How To Choose A Used Car

Staff Reports • Mar 2, 2017 at 8:00 AM

AN INTRODUCTION TO BUYING A USED CAR  Purchasing a new vehicle is often an exciting experience, especially since buying a car is usually the second largest acquisition one will make in a lifetime, next to buying a house. You can choose exactly what you want, the car is readily available, the warranty is fresh, and obviously the car is new and free of problems. These are all reasonable points, but the option of buying used has many benefits. 

Quite obviously, most consumers top for used cars for financial reasons. Simply put, the price of a used car may be 50 percent less than the latest model even if the used model is fairly recent.

Depreciation is the factor behind these savings, as the new vehicle drops in value the moment it is driven off the dealer’s lot. In fact, during the first year alone a car will depreciate at least 20 percent, and will continue to drop in decreasing increments every year thereafter.

The prospective used car buyer can take advantage of a vehicle that is only a few years old, but is mechanically and physically sound, still looks terrific, and has a great price tag. With the incredible savings, you can get practically the same vehicle as the latest model and save money, or a higher end model that one could normally not afford can be purchased for much less.

The latter scenario can often buy a vehicle with more performance, safety, and luxury features that you might need, but would be our of reach if purchased new.

Buying a used car through a dealer has become less of a challenge, although consumers should still educate themselves and arrive at the dealership armed with information. The used car you have in mind should be researched online for consumer reports, manufacturer recalls and blue book price.

Online services such as www.danwachtel.com will provide quick and easy quotes on vehicles so that you do not overpay for a used vehicle.
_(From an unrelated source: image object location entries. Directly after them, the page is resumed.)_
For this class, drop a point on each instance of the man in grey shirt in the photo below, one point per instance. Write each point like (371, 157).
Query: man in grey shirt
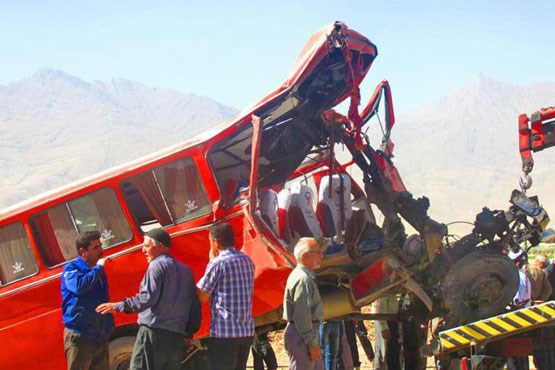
(167, 304)
(302, 308)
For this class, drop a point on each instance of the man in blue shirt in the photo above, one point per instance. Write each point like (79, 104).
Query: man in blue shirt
(228, 282)
(84, 287)
(167, 304)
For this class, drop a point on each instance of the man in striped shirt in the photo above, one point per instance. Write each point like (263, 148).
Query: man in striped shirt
(228, 282)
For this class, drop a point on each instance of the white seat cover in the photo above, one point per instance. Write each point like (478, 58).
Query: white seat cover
(302, 197)
(333, 202)
(269, 209)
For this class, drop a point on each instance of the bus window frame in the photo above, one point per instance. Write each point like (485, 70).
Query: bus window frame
(152, 172)
(38, 260)
(65, 202)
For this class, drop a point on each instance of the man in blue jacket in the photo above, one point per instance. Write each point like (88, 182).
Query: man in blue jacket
(84, 287)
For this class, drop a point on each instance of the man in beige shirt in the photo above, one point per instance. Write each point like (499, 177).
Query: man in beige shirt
(302, 308)
(540, 286)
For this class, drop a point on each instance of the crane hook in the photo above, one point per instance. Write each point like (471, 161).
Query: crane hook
(525, 182)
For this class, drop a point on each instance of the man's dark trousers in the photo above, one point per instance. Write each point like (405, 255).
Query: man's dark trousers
(229, 353)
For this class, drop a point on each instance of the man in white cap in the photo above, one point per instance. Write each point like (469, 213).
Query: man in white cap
(167, 304)
(522, 299)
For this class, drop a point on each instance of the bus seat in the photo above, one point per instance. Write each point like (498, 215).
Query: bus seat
(284, 202)
(269, 209)
(302, 218)
(334, 213)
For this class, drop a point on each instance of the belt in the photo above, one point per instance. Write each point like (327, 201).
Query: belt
(313, 321)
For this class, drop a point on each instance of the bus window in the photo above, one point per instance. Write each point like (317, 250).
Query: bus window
(170, 194)
(101, 211)
(57, 228)
(183, 190)
(16, 256)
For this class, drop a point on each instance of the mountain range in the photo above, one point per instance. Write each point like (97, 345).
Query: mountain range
(461, 151)
(56, 128)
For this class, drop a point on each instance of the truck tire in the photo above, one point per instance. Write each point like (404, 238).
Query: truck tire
(120, 352)
(479, 285)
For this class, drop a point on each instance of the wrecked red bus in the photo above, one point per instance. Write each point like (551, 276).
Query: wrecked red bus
(276, 173)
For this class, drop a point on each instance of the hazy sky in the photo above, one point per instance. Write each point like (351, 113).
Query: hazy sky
(237, 51)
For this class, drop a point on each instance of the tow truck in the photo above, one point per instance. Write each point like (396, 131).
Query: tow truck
(485, 344)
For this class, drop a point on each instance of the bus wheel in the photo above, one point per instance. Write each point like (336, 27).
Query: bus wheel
(120, 352)
(479, 285)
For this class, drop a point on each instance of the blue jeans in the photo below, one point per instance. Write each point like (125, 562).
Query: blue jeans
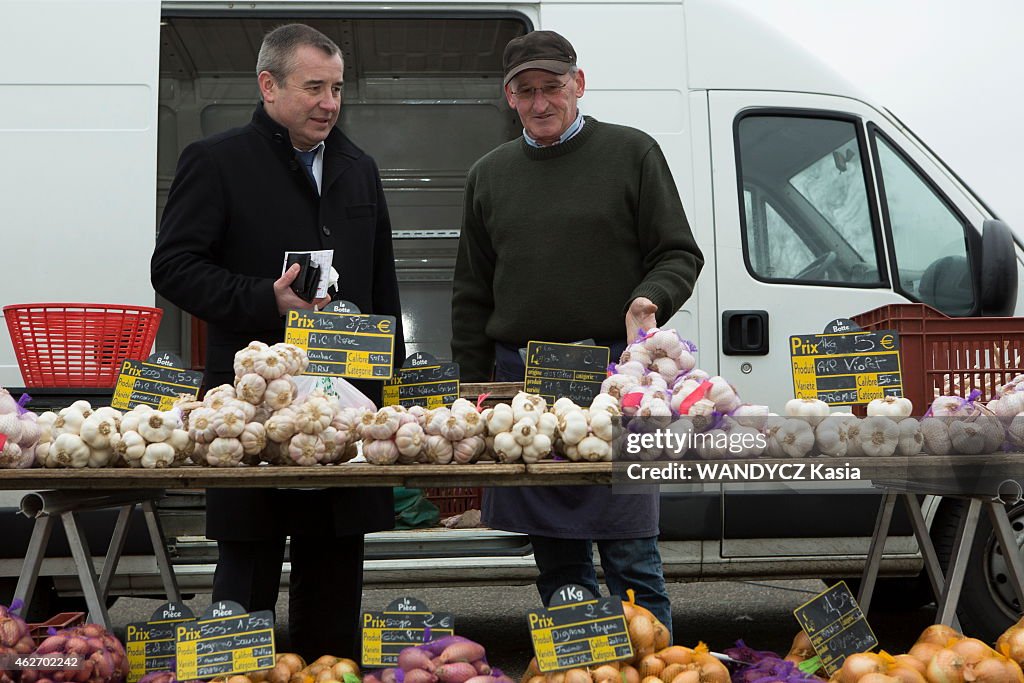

Other web sites such as “CarFax Lemon Check” will provide the vehicle history by running the Vehicle Identification Number (VIN) through a check.

Using these resources and comparing the information gathered to local dealer web sites and used vehicle publications will give you a solid basis for making a reasonable and educated offer on a used vehicle. These guidelines also apply to private sales, although you should be aware that most of these vehicles are sold as is and the sale is final. Again, online research will reveal the vehicle’s history. 

With the progress being made at the dealership level with used vehicles, buying a “nearly new” car has become a practical option. Combined with the numerous reputable online services providing insider information much of the uncertainty traditionally associated with used cars has been eliminated. With patience and thorough research, you can avoid paying too much and will leave a dealer or private sale with an excellent vehicle. Whether you buy a used car from a dealer, a co-worker, or a neighbor, follow these tips to learn as much as you can about the car: • Examine the car yourself using an inspection list. You can find a checklist in many of the magazine articles, books and internet sites that deal with buying a used car. • Talk to the previous owner if possible, especially if the present owner is unfamiliar with the car’s history.


1. Check out the car’s repair record, maintenance costs, and safety and mileage ratings in consumer magazines or on line.

2. Develop a professional relationship with a dealer in your area. Dealers are very accomadating to regular customers.

3. Buying from a dealer? Look for the Buyers Guide. It’s required by a federal regulated called the Used Car Rule.

4. Make sure all oral promises are written into the Buyers Guide.

5. You have the right to see a copy of the dealer’s warranty before you buy. Warranties are included in the price of the products; service contracts cost extra and are sold separately.

6. Ask for the car’s maintenance record from the owner, dealer, or repair shop.

7. Test drive the car on hills, highways, and in stop and go traffic.

8. Have the car inspected by a mechanic you hire.

9. Keep in mind the reputation of the dealership for honest and integrity whenever looking at new or used vehicles.

10. If you buy a car “as is”, you’ll have to pay for anything that goes wrong after the sale. The Used Car Rule is generally doesn’t apply to private sales.


1. Decide what type of vehicle meets your needs.

2. Locate a used car from a local dealer’s classified ads. This will provide you with available vehicles and prices in your area.

3. You may want to run a Carfax Record Check on the car. Before you buy, simply type in the VIN into their form and you will see if it has been stolen, in an accident, had the speedometer tampered with, number of owners, etc. This step can save you thousands of dollars. Visit Carfax.com for details.

4. Figure out your auto insurance costs up front. Don’t wait until the last minute to find out that insurance costs are too high. Once you have an idea of what you want you can get an insurance quote from your agent.

5. Protect your vehicle with an extended warranty (Service Contract) It makes good sense! An extended warranty protects you from mechanical breakdowns that can cost you an arm and a leg. It is one of the few insurance policies where you may get your money’s worth.